Directed by: Jay & Mark Duplass
Starring: Jason Segel, Ed Helms, Susan Sarandon
2010’s Cyrus marked a turning point for flagship “mumblecore” auteurs The Duplass Brothers, as the not-so-brash departure in question deftly blends their trademark dry wit with surprisingly authentic bouts of human emotion. Coupled with the sheer originality of the central premise and subsequent (often hilarious) conflict between its costars, the entire production teems with promise and my hopes for bigger and better things for the siblings. Their latest, Jeff, Who Lives at Home, is a bit more ambitiously lofty from a conceptual, existential standpoint, however everything’s so plain enjoyable that any heavy-handed musings on the subjects at hand are easily forgivable.

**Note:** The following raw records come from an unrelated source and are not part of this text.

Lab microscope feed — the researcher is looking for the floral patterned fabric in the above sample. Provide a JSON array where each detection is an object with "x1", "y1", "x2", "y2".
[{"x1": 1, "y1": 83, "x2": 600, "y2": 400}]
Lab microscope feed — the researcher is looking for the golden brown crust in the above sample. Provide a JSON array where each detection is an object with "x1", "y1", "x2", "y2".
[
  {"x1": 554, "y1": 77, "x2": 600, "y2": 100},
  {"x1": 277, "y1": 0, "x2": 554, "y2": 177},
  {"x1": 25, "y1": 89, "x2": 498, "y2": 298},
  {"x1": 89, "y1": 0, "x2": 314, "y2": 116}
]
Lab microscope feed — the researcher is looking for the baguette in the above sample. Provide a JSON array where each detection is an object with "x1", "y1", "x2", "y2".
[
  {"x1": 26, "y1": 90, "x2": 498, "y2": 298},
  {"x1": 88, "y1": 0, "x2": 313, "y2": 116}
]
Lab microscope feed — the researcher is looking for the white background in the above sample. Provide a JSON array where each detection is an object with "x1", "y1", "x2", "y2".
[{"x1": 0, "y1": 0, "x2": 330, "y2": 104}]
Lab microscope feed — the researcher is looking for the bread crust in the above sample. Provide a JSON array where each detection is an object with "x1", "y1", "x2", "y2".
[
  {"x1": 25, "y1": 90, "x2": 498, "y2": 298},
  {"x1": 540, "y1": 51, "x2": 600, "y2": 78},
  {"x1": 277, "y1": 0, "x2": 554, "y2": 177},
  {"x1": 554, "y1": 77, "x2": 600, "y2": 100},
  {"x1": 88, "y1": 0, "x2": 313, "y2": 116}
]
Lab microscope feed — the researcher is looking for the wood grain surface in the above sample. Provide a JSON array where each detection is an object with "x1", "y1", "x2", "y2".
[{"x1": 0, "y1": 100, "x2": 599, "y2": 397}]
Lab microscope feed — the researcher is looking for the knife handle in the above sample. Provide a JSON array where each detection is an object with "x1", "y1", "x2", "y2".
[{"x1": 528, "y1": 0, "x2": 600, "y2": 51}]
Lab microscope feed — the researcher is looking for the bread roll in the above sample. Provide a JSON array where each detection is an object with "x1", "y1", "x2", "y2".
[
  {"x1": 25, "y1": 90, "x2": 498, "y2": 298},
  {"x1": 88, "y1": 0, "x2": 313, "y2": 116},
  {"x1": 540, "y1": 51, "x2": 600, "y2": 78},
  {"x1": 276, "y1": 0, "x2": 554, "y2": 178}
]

Focusing on one, Jeff, as a routine errand involving the acquisition of wood glue turns into a full-on search for meaning, self-worth and whether or not everything truly happens for a reason; all linked via the film’s ruminations on random (and not so random) connections and their questionable significance in our everyday lives. Freak coincidences lead to Jeff’s eventual reunion with his brother, of whom soon suspects his wife may be having an affair with a coworker. In an alternate, substantially less interesting story arc we have the brothers’ mother (Susan Sarandon) at her place of employment, wrapped up in a mystery concerning her and a supposed secret admirer.

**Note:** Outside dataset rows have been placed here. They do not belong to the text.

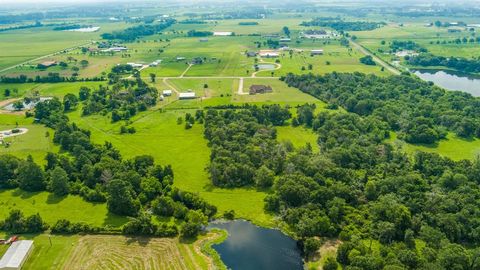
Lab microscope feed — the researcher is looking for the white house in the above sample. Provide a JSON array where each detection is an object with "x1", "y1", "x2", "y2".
[
  {"x1": 0, "y1": 240, "x2": 34, "y2": 270},
  {"x1": 179, "y1": 92, "x2": 196, "y2": 99},
  {"x1": 162, "y1": 90, "x2": 173, "y2": 96}
]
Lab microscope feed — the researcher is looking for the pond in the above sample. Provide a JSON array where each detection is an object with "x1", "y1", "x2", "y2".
[
  {"x1": 254, "y1": 64, "x2": 276, "y2": 70},
  {"x1": 413, "y1": 69, "x2": 480, "y2": 97},
  {"x1": 208, "y1": 220, "x2": 303, "y2": 270},
  {"x1": 3, "y1": 97, "x2": 53, "y2": 111}
]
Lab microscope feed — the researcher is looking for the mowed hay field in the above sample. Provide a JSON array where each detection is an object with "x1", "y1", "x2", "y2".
[{"x1": 61, "y1": 234, "x2": 214, "y2": 270}]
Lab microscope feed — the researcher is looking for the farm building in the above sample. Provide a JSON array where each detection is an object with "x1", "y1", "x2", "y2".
[
  {"x1": 301, "y1": 30, "x2": 338, "y2": 39},
  {"x1": 249, "y1": 85, "x2": 273, "y2": 95},
  {"x1": 191, "y1": 57, "x2": 204, "y2": 65},
  {"x1": 279, "y1": 38, "x2": 291, "y2": 42},
  {"x1": 176, "y1": 57, "x2": 186, "y2": 61},
  {"x1": 213, "y1": 32, "x2": 233, "y2": 36},
  {"x1": 311, "y1": 49, "x2": 324, "y2": 55},
  {"x1": 107, "y1": 46, "x2": 128, "y2": 52},
  {"x1": 163, "y1": 90, "x2": 173, "y2": 96},
  {"x1": 246, "y1": 51, "x2": 257, "y2": 57},
  {"x1": 179, "y1": 92, "x2": 196, "y2": 99},
  {"x1": 0, "y1": 240, "x2": 34, "y2": 270},
  {"x1": 199, "y1": 38, "x2": 209, "y2": 42},
  {"x1": 259, "y1": 50, "x2": 279, "y2": 58}
]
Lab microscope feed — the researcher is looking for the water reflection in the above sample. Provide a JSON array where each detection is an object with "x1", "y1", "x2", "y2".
[
  {"x1": 208, "y1": 220, "x2": 303, "y2": 270},
  {"x1": 413, "y1": 69, "x2": 480, "y2": 96}
]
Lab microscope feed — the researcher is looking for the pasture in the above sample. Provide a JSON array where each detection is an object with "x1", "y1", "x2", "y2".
[{"x1": 0, "y1": 189, "x2": 128, "y2": 227}]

The disjointed narrative sidesteps the more obvious faults found within these shifts in focus, as recurring themes of our protagonists’ conception of destiny interfering in our everyday lives loosely link the mildly disparate storylines in a serviceable fashion. The scenes involving Segel’s naive, unassuming yet infinitely well-intentioned Jeff and egomaniac brother Pat (Ed Helms) are, once again, agreeably more entertaining than Sarandon’s arc, remaining alternately hilarious and even touching despite its periodically subdued mumblecore sensibilities. Jeff‘s latter act more often than not takes a turn for the dramatic, but the moments involving Pat’s crumbling marriage are eerily relatable and appealing as such.

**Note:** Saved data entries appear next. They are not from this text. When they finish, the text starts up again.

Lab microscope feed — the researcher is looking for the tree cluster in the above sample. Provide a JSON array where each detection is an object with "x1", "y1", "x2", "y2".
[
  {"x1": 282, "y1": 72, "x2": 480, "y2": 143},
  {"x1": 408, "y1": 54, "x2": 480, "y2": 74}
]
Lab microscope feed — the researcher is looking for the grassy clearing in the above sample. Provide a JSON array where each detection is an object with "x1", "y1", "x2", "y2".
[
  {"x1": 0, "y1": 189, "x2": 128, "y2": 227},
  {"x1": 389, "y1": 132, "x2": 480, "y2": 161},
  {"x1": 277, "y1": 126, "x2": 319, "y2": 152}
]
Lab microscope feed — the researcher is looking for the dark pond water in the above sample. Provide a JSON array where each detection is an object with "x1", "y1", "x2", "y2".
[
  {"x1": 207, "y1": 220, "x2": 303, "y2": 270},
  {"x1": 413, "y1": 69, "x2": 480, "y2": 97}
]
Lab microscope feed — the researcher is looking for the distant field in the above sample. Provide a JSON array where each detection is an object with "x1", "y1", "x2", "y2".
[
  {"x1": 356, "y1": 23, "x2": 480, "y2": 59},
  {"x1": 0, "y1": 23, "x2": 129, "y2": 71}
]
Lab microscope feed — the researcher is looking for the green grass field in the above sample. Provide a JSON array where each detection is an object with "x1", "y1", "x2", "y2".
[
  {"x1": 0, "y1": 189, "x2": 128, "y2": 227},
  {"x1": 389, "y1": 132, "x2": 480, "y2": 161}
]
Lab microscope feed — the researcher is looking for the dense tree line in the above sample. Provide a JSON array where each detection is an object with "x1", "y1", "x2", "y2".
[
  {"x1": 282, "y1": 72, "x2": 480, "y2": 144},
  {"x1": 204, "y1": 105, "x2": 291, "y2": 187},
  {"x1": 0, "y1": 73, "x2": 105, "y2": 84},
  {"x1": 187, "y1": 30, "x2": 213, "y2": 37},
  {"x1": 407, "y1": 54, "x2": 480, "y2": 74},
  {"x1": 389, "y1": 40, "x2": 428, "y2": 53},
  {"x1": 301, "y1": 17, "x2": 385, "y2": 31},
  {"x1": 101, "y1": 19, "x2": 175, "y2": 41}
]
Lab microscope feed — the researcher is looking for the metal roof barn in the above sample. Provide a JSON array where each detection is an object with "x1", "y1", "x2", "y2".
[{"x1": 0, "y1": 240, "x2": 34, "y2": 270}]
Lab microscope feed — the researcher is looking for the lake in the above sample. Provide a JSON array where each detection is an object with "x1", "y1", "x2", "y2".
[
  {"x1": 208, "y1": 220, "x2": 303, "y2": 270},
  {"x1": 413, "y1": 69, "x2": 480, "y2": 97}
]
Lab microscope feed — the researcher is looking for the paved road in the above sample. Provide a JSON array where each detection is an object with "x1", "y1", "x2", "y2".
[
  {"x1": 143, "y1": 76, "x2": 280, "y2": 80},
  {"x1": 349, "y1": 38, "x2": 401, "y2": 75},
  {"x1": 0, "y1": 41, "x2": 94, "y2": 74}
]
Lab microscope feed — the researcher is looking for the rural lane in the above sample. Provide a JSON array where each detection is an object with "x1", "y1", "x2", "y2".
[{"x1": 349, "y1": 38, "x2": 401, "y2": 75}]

Remaining decidedly and unsubtly more insightful than humorous as it enters its latter act, Jeff benefits endlessly from Jason Segel’s heartfelt portrayal of the film’s flawed but undeniably amiable lead character. He embodies all of Jeff’s quirks in a way only an actor of his comedic caliber could, and flawless chemistry with onscreen sibling Ed Helms as Pat aids in bringing a substantial amount of less ambiguous goings-on that will most certainly appeal to a wider audience. Sarandon and even Judy Greer round out he bunch with pair of above average performances, ensuring that the cast as a whole aids Jeff, Who Lives at Home in being a well above average effort.
All in all, The Duplass Brothers’ second go within the realm of the more dramatically charged is a pretty tremendous success, providing you can relate to its protagonist’s almost childlike view on life, the film’s ostensible views on the significance of connections in our everyday lives and the idea of possessing our own respective “destinies.” Segel as the male lead certainly brings a lot to the table with what I consider to be one of the better performances of the year thus far, and coupled with the more-than-serviceable efforts of the supporting cast, Sarandon included despite my distaste toward her character’s overall involvement, Jeff, Who Lives at Home once again marks a step in the right direction for Jay and Mark Duplass as they attempt to answer life’s bigger questions in an unparalleled, singular fashion.